Re: osd reservation woes

Gregory Farnum <gfarnum@xxxxxxxxxx> · Tue, 13 Mar 2018 13:40:08 -0700

On Tue, Mar 13, 2018 at 8:19 AM, Sage Weil <sweil@xxxxxxxxxx> wrote:
> Current situation:
>
> Currently each OSD has two AsyncReserver instances, local_reserver and
> remote_reserver.  For any reservation for PG background work (e.g.,
> backfill or recovery), we first reserve from teh local_reserver, and once
> we get that slot we reserve from the remote_reserver form all non-primary
> osds.  Then we do the work.
>
> There are a few problesm with this approach:
>
> - The effective minimum for background work is always 2, not 1, since we
> always have at least one "local" slot and one "remote" slot, and ideally
> we'd like to have a single background task running per osd.
>
> - The reservations are taking in a strict order to prevent deadlock,
> which means that we often spend lots of time waiting on a single busy OSD
> when there is other work we could be doing that is not blocked.  Having
> some backoff/retry behavior should allow us to make better progress
> overall.
>
> - The reservers are super simple and the PG state machines that deal
> with the two servers are super complicated and hard to follow.  We keep
> uncovering bugs where the combination of preemption (locally or remotely)
> races with recovery completion and leads to an unexpected state machine
> event.  Latest examples are
>         https://github.com/ceph/ceph/pull/20837
> and
>         http://tracker.ceph.com/issues/22902

So are these issues all a result of the newish preemption mechanisms?

>
> - Scrub uses a totally independent implementation for it's scheduling that
> *mostly* plays nice with these reservations (but not completely).

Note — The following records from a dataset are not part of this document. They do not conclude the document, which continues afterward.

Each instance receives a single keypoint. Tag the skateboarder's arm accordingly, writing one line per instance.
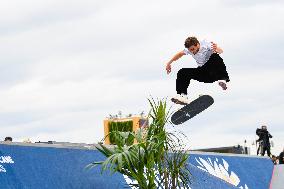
(174, 58)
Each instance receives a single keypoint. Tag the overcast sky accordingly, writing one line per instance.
(66, 65)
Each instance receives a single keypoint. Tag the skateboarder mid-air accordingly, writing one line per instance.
(210, 68)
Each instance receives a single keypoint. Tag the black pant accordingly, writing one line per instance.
(213, 70)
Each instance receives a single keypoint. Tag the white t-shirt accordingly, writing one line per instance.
(204, 53)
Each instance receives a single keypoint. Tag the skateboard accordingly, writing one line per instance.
(192, 109)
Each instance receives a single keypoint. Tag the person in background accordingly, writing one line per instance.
(274, 160)
(8, 139)
(264, 136)
(281, 157)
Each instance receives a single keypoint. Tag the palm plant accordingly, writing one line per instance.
(155, 160)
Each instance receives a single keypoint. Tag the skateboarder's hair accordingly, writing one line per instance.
(190, 41)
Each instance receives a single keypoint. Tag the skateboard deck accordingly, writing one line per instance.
(192, 109)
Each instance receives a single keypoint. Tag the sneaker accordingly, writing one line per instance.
(180, 99)
(223, 84)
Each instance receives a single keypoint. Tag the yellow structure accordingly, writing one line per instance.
(138, 122)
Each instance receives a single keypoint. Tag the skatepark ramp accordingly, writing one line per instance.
(37, 166)
(277, 178)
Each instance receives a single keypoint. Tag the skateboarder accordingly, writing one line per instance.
(210, 68)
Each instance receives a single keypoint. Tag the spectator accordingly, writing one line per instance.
(281, 157)
(263, 140)
(8, 139)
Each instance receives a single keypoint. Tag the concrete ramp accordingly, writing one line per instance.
(277, 181)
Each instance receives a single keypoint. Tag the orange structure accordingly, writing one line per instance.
(138, 122)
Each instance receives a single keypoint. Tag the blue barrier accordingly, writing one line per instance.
(44, 166)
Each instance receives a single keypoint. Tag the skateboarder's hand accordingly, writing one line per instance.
(213, 46)
(168, 68)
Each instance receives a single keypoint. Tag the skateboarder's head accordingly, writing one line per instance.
(192, 44)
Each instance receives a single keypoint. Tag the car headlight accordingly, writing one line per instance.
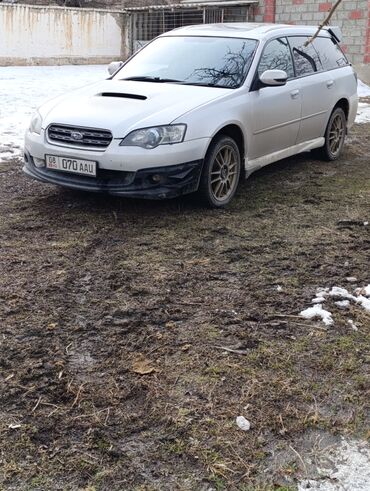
(36, 123)
(152, 137)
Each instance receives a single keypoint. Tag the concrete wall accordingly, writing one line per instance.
(57, 35)
(353, 16)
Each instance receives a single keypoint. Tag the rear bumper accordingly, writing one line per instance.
(152, 183)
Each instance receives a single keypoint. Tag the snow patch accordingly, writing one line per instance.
(342, 298)
(352, 324)
(243, 423)
(24, 89)
(342, 303)
(363, 113)
(318, 311)
(363, 90)
(349, 469)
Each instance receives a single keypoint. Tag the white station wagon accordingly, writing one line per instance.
(195, 110)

Can you discuss the boundaries here? I know they use the same basic
Reservers mechanism but I don't recall how they coordinate and don't
understand what might not play nicely.

>
>
> I think longer term we want a different structure: a reserveration/locking
> service on each OSD that will handle the reservation/locking both locally
> and remotely and provide a single set of notification events (reserved,
> preempted) to the PG state machine.  This would eliminate the complexity
> in the state machines and vastly simplify that code, making it easier to
> understand and follow.  It would also put all of the reservation behavior
> (including the messaging between peers) in a single module where it can be
> more easily understood.

Hmm, I'm not quite sure how this would work. It seems like the
reservation state really needs to coordinate pretty closely with the
PG. eg, we have to decrease our priority if we go from being
undersized to merely misplaced. Or maybe you just mean that things are
overly complicated because there *isn't* a defined interface for how
the PGs interact between each other?

>
> It would be an incompatible change because we'll need a new, generic
> 'reservation' message that is used by the new reserver service.  If we
> implement backoff/retry, then we can also drop the ad hoc scrub
> reservation code as well.
>
> This is a bigger project to implement, but I think it will resolve all of
> the little bugs we're seeing in the current state machines.  I'm hoping
> that we can patch those on an individual basis to get us by long enough to
> do the larger cleanup...?
>
> If anyone is interesting in tackling this problem, that would be awesome!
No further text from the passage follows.